Barcelona Summer School 2025

The second Summer School of the PortADa project took place between January and March 2025, hosted by the University of Barcelona, and focused on a key stage in the project’s development: the refinement of extracted data. This phase marked the transition from generating text corpora to preparing them for structured analysis..

During this meeting, essential tasks were completed to advance the processing of ship arrival reports at the ports, including:

  • The optimisation of segmentation procedures, which allow for the correct organisation of the content on each digitised page.
  • The completion of the OCR process on digitised historical press images, resolving errors and refining the automatic recognition procedure.
  • The start of text refinement tasks, based on representative samples of the corpus. This work made it possible to identify and categorise frequent errors and to establish differentiated strategies depending on the type of entity mentioned (ports, vessels, people).
  • The design and use of dictionaries and controlled word lists, both for normalisation and for the automatic detection of errors and ambiguities.
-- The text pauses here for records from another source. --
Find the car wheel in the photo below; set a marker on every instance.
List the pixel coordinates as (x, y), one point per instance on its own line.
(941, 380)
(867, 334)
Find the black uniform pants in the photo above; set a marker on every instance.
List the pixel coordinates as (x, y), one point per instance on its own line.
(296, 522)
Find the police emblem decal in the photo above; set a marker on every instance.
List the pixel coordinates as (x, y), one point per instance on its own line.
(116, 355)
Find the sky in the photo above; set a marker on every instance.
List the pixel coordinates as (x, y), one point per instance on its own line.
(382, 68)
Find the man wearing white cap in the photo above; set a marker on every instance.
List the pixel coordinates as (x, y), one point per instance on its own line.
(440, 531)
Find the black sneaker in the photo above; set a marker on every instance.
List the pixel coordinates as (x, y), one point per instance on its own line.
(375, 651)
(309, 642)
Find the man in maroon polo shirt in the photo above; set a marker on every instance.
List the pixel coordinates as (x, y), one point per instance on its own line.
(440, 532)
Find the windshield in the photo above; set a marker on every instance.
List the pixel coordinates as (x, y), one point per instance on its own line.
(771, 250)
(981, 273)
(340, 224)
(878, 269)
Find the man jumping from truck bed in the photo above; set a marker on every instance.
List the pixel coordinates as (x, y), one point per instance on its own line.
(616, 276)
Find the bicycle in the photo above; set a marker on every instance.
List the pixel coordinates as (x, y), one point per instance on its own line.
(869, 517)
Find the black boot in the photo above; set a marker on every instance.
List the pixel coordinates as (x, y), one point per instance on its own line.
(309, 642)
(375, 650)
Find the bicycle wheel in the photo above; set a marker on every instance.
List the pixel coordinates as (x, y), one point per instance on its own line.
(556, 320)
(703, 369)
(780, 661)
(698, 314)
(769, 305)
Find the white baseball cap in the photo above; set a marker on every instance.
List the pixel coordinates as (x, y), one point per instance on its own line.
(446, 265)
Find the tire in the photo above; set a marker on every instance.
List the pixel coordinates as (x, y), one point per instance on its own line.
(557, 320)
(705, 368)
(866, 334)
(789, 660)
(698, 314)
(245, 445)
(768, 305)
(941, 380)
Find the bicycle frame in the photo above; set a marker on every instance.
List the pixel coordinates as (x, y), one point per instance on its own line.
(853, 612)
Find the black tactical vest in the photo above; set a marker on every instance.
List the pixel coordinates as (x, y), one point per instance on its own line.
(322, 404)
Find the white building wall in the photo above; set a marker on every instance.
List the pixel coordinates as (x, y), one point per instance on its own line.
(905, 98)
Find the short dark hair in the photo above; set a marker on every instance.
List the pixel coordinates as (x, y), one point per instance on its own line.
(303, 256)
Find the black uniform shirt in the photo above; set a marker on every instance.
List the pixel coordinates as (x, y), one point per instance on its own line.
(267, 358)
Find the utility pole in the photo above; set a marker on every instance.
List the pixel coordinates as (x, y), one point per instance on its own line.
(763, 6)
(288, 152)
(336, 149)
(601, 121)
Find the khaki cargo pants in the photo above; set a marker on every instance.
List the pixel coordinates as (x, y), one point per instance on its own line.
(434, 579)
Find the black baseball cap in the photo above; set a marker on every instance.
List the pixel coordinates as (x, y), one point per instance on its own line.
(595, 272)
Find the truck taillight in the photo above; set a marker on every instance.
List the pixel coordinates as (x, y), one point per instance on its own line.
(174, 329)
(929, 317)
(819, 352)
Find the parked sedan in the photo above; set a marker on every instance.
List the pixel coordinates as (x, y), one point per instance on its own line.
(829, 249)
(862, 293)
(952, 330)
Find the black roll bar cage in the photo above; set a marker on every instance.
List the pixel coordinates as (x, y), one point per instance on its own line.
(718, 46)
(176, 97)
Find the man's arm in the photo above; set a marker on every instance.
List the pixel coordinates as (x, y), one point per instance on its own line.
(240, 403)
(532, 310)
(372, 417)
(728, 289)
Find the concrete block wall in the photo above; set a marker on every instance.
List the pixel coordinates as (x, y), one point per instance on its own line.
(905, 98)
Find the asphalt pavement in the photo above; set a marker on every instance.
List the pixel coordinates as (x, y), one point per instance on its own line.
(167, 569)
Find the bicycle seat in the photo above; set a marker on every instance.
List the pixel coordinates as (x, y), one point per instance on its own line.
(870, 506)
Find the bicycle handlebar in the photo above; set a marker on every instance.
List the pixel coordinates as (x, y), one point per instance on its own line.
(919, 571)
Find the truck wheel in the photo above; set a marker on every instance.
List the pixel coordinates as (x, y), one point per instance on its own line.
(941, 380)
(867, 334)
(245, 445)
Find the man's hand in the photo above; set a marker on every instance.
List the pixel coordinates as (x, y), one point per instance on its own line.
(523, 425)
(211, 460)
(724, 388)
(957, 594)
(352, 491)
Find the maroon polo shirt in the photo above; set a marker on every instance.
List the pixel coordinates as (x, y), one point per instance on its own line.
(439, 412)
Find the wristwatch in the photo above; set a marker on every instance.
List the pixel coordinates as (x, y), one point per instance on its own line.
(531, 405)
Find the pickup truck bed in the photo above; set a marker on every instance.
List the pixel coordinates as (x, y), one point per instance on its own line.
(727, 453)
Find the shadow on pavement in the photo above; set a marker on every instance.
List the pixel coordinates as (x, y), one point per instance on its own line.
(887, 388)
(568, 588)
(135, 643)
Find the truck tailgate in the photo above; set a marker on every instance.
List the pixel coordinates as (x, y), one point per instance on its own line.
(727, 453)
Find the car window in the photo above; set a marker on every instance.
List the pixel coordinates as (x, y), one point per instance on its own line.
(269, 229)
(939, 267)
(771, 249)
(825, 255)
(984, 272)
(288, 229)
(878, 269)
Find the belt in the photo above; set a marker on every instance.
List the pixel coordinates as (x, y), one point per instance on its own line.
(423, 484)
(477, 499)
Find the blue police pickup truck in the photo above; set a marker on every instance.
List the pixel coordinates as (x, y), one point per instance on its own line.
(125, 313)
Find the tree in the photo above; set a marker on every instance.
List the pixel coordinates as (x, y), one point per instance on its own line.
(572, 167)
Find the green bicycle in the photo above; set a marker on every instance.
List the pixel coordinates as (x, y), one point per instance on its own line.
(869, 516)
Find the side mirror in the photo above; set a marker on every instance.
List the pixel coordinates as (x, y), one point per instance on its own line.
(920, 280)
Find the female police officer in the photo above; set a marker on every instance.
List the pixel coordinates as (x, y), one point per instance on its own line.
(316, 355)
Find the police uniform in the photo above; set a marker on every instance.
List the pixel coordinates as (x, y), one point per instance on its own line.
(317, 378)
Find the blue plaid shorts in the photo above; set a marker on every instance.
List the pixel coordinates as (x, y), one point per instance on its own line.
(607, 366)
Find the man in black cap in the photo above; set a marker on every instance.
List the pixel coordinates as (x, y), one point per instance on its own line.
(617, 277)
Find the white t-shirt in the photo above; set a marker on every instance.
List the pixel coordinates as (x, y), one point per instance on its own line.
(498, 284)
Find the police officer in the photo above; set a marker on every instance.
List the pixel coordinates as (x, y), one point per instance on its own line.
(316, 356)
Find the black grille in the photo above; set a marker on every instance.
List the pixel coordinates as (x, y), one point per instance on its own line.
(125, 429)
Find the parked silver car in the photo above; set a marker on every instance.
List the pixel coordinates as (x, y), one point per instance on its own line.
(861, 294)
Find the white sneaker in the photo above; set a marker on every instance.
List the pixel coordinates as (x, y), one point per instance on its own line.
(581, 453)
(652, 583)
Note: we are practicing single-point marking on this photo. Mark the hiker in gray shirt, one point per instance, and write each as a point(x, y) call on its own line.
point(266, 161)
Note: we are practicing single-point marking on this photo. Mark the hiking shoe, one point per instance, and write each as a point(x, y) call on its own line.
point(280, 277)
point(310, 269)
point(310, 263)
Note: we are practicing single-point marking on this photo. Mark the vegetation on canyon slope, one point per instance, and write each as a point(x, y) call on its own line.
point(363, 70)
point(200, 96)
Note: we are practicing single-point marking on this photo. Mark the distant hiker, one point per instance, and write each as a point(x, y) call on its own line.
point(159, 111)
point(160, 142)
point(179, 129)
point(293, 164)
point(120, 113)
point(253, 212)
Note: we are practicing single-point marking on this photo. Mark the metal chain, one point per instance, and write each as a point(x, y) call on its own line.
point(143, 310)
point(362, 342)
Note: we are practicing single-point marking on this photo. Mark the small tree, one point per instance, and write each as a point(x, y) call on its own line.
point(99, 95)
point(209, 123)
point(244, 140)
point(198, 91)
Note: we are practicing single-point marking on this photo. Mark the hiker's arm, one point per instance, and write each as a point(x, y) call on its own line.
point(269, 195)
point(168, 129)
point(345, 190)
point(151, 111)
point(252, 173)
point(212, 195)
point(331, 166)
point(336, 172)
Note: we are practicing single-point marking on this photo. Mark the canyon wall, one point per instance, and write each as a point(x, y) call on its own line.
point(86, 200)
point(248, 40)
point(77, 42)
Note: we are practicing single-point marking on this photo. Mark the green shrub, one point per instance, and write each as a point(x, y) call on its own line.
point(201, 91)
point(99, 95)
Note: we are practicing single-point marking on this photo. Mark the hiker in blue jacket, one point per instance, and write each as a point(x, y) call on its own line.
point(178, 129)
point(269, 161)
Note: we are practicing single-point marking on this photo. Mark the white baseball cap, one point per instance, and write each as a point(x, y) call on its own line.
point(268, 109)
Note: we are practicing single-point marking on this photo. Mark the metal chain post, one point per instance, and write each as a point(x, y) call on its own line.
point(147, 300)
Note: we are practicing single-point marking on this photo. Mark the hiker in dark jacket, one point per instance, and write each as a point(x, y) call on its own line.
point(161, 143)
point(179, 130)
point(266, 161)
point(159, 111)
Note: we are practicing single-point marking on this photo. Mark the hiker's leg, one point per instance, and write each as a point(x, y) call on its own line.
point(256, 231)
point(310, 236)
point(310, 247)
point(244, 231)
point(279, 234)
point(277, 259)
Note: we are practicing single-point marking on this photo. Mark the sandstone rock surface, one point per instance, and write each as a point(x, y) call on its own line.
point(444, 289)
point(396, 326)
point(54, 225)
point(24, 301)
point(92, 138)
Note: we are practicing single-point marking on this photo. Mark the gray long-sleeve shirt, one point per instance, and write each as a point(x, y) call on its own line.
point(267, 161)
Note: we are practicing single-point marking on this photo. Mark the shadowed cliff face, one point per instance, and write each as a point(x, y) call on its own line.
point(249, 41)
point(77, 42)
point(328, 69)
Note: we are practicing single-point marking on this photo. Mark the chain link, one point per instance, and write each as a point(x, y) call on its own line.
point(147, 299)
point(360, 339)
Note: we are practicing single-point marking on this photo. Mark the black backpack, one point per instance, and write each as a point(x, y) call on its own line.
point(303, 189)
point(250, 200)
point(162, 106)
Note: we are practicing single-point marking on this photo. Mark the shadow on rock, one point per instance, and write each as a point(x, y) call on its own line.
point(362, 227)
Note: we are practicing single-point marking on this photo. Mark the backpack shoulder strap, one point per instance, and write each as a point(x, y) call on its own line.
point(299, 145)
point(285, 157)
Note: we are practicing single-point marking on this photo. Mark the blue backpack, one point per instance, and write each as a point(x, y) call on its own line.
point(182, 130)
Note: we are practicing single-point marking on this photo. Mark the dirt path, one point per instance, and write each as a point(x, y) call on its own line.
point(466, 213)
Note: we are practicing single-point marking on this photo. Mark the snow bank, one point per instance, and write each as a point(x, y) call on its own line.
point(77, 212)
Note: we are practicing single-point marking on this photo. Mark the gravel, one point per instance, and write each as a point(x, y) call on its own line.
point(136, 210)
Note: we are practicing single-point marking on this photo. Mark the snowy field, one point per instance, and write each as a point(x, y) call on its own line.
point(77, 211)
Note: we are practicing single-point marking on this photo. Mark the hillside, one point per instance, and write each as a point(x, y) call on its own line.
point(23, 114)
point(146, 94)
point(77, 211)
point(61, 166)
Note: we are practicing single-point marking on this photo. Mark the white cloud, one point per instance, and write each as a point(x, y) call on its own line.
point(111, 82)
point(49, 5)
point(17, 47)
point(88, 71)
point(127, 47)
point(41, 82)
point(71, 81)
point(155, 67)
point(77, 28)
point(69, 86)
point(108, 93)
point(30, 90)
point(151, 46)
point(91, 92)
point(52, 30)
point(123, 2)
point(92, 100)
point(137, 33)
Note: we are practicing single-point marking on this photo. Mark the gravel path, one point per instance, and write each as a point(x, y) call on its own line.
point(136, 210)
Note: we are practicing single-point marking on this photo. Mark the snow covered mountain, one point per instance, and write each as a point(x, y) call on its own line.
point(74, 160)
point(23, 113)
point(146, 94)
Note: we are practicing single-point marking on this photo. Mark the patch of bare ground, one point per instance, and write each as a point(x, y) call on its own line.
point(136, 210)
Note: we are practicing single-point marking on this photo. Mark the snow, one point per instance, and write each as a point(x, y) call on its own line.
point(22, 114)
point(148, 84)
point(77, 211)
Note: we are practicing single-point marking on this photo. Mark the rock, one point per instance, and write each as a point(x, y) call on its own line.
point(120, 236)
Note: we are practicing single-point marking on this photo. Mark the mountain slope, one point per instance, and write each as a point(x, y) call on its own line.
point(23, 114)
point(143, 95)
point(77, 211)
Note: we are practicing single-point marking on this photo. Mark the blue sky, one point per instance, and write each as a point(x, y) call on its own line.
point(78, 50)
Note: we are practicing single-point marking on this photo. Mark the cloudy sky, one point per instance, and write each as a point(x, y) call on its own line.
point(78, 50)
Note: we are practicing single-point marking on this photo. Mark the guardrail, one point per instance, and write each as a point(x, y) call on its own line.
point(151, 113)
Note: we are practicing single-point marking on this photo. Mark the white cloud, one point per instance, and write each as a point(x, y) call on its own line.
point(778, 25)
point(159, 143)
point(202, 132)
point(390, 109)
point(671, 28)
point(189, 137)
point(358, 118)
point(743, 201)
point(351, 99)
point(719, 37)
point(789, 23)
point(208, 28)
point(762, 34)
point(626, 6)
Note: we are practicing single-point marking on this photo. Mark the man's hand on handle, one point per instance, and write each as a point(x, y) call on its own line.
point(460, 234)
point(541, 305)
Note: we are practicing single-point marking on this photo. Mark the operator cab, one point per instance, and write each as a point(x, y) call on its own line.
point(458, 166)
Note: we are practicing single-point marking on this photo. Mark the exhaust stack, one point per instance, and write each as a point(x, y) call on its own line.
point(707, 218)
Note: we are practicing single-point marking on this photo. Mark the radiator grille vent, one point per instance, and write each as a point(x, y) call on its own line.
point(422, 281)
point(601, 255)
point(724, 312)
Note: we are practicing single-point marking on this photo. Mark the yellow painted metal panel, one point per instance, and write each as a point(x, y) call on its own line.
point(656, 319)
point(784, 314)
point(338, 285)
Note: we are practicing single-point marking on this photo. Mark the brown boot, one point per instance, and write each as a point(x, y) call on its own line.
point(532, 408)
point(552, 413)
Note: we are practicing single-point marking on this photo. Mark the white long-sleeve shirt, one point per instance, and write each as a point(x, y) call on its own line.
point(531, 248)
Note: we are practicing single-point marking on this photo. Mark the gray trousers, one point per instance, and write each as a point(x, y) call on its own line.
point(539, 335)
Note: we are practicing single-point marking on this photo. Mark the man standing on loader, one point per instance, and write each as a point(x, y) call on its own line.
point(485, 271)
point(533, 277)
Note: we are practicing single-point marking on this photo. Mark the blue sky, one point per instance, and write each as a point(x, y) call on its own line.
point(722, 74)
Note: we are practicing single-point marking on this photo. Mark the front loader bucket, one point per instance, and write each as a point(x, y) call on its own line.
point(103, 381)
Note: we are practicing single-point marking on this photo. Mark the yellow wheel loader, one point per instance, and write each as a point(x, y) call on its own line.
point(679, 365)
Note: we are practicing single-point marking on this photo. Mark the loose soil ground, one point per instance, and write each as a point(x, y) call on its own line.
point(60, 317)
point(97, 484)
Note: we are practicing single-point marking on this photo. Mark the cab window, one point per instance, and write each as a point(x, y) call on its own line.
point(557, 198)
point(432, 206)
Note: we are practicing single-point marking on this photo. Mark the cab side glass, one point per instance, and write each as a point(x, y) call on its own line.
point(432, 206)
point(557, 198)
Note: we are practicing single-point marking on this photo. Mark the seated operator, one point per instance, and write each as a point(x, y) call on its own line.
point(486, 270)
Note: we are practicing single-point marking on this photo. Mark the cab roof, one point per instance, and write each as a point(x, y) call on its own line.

At the end of the Summer School, an academic seminar was held, featuring international experts involved in leading projects in the fields of maritime history and the application of digital technologies for large-scale processing of data from digitised historical newspapers. The presentations included:

  • Silvia Marzagalli (Université Côte d’Azur – The Portic Project): The Portic experience: understanding maritime trade through digital humanities.
  • Miguel Ángel Bringas Gutiérrez (University of Cantabria): Commercial Traffic through the Port of Santander, 1881–1891
  • Antoine Doucet (University of Ljubljana / La Rochelle Université): NewsEye – a digital investigator for historical newspapers.

These exchanges made it possible to compare the methodological approaches of the PortADa project with similar experiences, enrich the refinement process, and open up new avenues for collaboration.

As a result of this Summer School, the full text of virtually all newspapers corresponding to the study period was successfully obtained—an important milestone for the project. In addition, a work plan was outlined for the next stage: the development of an interactive digital platform that will enable collaborative refinement, validation, and data extraction tasks to be carried out in a distributed manner across the various research teams.

The Barcelona Summer School thus consolidated a new phase of the project, focused on the transition from text to data and on strengthening the tools required for a rigorous and sustainable exploitation of the generated corpus.